Der deutsche Kommissar Günther Oettinger (CDU ) nimmt indirekt Juncker in Schutz. Am schlechten Erscheinungsbild der EU in der Öffentlichkeit seien in erster Linie nicht Kommission und Parlament schuld, sondern die "nationalen Egoismen" der Mitgliedsstaaten. Da ist etwas dran, in der Griechenland- und in der Flüchtlingskrise lag es nicht an der Kommission, sondern an der Zerstrittenheit der Staats- und Regierungschefs , dass Lösungen erst so spät gefunden wurden. Tatsache ist aber: Juncker hat sein Amt als Chef der Kommissare mit hohem Anspruch verbunden. Er trat Ende 2014 seinen Job mit der Ansage an, eine "politische" Kommission zu leiten.

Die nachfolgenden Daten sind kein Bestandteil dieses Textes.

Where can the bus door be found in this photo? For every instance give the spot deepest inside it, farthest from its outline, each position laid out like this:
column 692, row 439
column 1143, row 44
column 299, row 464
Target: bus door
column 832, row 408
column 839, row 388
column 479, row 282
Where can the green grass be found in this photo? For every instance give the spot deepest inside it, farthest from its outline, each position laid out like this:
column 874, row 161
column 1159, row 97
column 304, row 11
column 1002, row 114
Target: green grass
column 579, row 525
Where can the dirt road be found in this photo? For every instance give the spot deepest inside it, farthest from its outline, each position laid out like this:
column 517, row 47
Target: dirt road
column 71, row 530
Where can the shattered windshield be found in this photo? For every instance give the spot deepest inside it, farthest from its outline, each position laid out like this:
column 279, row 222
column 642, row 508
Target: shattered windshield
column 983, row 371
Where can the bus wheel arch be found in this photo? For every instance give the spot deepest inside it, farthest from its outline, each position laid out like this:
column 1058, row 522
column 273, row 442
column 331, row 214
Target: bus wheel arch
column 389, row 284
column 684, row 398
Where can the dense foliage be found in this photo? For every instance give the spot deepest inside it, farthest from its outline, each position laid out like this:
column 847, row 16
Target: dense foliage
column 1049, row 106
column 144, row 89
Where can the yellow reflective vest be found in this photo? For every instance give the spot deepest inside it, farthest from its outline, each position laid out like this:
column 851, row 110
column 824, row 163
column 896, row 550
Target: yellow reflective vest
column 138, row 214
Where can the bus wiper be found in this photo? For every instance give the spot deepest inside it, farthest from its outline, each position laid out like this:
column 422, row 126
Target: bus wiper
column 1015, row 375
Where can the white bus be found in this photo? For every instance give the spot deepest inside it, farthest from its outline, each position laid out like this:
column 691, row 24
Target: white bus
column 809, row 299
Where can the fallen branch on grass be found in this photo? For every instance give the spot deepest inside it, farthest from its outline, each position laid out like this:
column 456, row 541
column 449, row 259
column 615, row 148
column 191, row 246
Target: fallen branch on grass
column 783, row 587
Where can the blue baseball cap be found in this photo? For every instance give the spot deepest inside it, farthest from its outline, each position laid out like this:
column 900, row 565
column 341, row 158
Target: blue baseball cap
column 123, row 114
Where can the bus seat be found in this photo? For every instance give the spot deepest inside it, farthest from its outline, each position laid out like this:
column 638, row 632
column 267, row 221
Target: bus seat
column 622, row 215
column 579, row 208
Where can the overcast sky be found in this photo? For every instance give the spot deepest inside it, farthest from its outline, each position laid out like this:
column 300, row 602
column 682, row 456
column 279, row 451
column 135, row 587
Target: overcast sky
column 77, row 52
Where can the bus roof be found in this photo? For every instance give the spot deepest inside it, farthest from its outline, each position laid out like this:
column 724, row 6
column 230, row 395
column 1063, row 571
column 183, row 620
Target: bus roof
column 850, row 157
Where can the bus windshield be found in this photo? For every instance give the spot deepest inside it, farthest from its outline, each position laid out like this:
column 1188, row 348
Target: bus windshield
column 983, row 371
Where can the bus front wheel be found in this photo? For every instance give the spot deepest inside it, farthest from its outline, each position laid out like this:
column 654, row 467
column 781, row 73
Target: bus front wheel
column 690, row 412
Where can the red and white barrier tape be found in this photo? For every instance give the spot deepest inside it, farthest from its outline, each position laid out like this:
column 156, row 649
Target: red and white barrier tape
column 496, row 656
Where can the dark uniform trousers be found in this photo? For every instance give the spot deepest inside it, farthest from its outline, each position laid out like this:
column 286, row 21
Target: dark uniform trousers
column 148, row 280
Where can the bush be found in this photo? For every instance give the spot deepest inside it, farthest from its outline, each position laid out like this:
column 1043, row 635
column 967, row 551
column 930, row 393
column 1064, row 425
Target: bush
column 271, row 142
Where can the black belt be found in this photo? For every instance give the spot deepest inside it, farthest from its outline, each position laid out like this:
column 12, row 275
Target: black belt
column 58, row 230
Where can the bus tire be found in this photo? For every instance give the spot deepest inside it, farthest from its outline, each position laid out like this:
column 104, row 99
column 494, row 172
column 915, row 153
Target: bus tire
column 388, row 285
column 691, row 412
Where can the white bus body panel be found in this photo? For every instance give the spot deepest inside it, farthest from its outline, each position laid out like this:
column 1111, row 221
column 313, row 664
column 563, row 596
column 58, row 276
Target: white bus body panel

Freilich, Juncker trat nicht mehr auf als Chefstratege Europas, der einer weiterer Vertiefung das Wort redete. Er wusste, wie wenig Zustimmung die Idee einer immer engeren Union ("ever closer union") in der Bevölkerung derzeit findet. Und Juncker handelte entsprechend. Er gab an die Kommissare die Losung aus, dass sie sich in kleinen Fragen zurückhalten und dafür in den großen Fragen Größe und Ehrgeiz zeigen sollten. In seinem engeren Umfeld achtet man sehr genau darauf, wenn in einem Mitgliedsstaat ein Gesetzgebungsvorstoß der Kommission auch nur in den Geruch von überbordender Bürokratie gerät. Der Anspruch, ein "politischer" Kommissionspräsident zu sein, passt auch zu gewissen Freiheiten, die sich Juncker leistete: So interpretiert er den Euro-Stabilitätspakt sehr lässig, indem er Haushaltssünder Frankreich sehr zum Ärger vieler Kritiker seine Verstöße durchgehen lässt.

Eigentlich müsste nun jemand mit Elan wieder positiven Schwung in die Europa-Debatte bringen. In Brüssel wird bezweifelt, ob Juncker dazu die Kraft hat. Ein Schlaglicht darauf, auf welche Politiker man in der Krise in Berlin setzt, wirft die Einladungsliste Angela Merkels für das heutige Treffen in Berlin: Die Regierungschefs Italiens und Frankreichs sind geladen, die Präsidenten von EU-Parlament und Kommission werden aber nicht erwartet.